Recent partnerships between specialized service providers and major outsourcers may signal the next phase in the evolution of IT and telecom services. These agreements pair specialized service providers with broad-based outsourcing companies to address specific enterprise IT and network needs. They offer new hope for solving vexing computing and communications issues, but also pose new challenges in relationship management that should not be overlooked.
Vendors such as Electronic Data Systems Corp. (EDS) and IBM Corp. have seen an uptick in demand for their outsourcing services as a result of the downturn in the economy. At the same time, they have witnessed a demand among enterprise customers for more “bite-sized'” out-tasking alternatives to the traditional wholesale outsourcing arrangements of the past.
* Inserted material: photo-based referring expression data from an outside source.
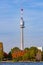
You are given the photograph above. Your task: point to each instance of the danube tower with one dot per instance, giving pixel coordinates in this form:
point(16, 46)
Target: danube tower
point(21, 28)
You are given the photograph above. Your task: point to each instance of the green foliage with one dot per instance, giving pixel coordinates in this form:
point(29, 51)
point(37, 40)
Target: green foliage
point(26, 49)
point(9, 55)
point(15, 49)
point(26, 56)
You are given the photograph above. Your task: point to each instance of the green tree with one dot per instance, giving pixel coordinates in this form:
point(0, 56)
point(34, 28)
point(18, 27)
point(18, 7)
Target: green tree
point(26, 49)
point(10, 56)
point(26, 56)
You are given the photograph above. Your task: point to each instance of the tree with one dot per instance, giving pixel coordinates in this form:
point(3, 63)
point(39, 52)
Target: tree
point(26, 49)
point(9, 56)
point(33, 51)
point(15, 49)
point(38, 56)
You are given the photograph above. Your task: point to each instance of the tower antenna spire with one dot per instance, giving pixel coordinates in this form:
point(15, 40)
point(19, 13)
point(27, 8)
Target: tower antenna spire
point(21, 27)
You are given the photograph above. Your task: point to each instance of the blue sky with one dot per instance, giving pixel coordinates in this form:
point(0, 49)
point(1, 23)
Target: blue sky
point(10, 23)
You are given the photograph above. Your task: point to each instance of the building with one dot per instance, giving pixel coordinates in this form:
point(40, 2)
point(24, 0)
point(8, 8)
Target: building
point(21, 30)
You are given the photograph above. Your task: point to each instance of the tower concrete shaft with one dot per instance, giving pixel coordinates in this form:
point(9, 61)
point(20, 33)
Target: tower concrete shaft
point(21, 27)
point(22, 39)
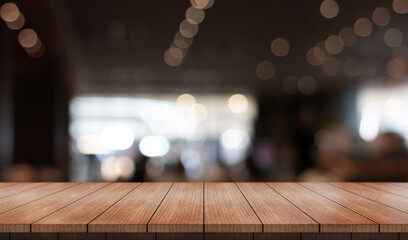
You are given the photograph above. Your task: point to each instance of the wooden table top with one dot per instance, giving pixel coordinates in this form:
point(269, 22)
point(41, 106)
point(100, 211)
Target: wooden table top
point(204, 207)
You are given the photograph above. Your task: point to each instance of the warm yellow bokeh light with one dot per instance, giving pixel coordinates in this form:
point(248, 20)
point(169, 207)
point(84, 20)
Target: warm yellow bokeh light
point(238, 103)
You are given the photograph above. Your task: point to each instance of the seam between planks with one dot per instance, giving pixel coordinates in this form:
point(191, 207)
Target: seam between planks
point(343, 206)
point(250, 205)
point(25, 190)
point(147, 224)
point(69, 204)
point(87, 225)
point(393, 183)
point(293, 204)
point(367, 198)
point(39, 199)
point(381, 189)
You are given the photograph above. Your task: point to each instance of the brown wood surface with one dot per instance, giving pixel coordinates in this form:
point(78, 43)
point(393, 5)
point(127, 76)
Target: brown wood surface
point(331, 216)
point(133, 212)
point(386, 198)
point(181, 210)
point(390, 219)
point(226, 210)
point(33, 194)
point(20, 218)
point(276, 213)
point(75, 217)
point(389, 187)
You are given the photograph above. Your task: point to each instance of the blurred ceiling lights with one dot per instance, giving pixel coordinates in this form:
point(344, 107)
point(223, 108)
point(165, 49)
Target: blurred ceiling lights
point(27, 37)
point(175, 55)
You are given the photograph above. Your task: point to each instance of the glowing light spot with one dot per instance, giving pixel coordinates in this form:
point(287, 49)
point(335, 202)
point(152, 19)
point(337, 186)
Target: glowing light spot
point(280, 47)
point(265, 70)
point(185, 100)
point(9, 12)
point(363, 27)
point(18, 24)
point(329, 8)
point(238, 103)
point(194, 15)
point(348, 36)
point(393, 37)
point(334, 44)
point(400, 6)
point(27, 38)
point(188, 29)
point(154, 146)
point(202, 4)
point(198, 112)
point(370, 123)
point(381, 16)
point(117, 137)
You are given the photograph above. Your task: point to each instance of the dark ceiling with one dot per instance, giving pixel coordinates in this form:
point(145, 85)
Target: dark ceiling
point(233, 38)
To respond to this shift in demand, the major outsourcing companies admit that their existing service delivery cost models don’t scale down and are “outsourcing” a new generation of utility-oriented services to specialized service providers. Examples of these new alliances include EDS and messaging application service provider Mi8 Corp.; IBM and management service provider SiteRock Corp.; and Loudcloud Inc. and security services provider @stake Inc.
Anyone who has been involved in an outsourcing arrangement knows that the success of these relationships is determined by a strict set of policies, procedures and business practices that govern day-to-day interaction between the user company and outsourcer. The major outsourcers have spent years building their service delivery methods to ensure delivery is consistent.
Now the addition of third-party specialized service providers is testing these methods. It is not that outsourcers are inexperienced in working with other companies to fulfill their contracts; they have subcontracted many of the services that made up their mega-outsourcing agreements in the past. However, the specialized service provider-oriented services they are adding require a tighter form of technology integration and process control. The major outsourcing companies have the skills and experience to address these challenges, but will need time to assimilate the relatively inexperienced specialized service providers into their service delivery methods.
Companies considering the new generation of utility computing and communications services from traditional outsourcing companies should carefully assess how these services will be delivered. Ask questions about the service-delivery supply chain that will tie together the outsourcer and its third-party specialized service provider partners. Make sure the operating procedures governing the arrangement between the outsourcer and specialized service providers are fully documented, and spell out how problems will be identified, addressed and resolved in a timely fashion.
If early implementations of these outsourcing arrangements produce success, then the legacy of the specialized service providers will be greater than many expect and the future of outsourcing even brighter.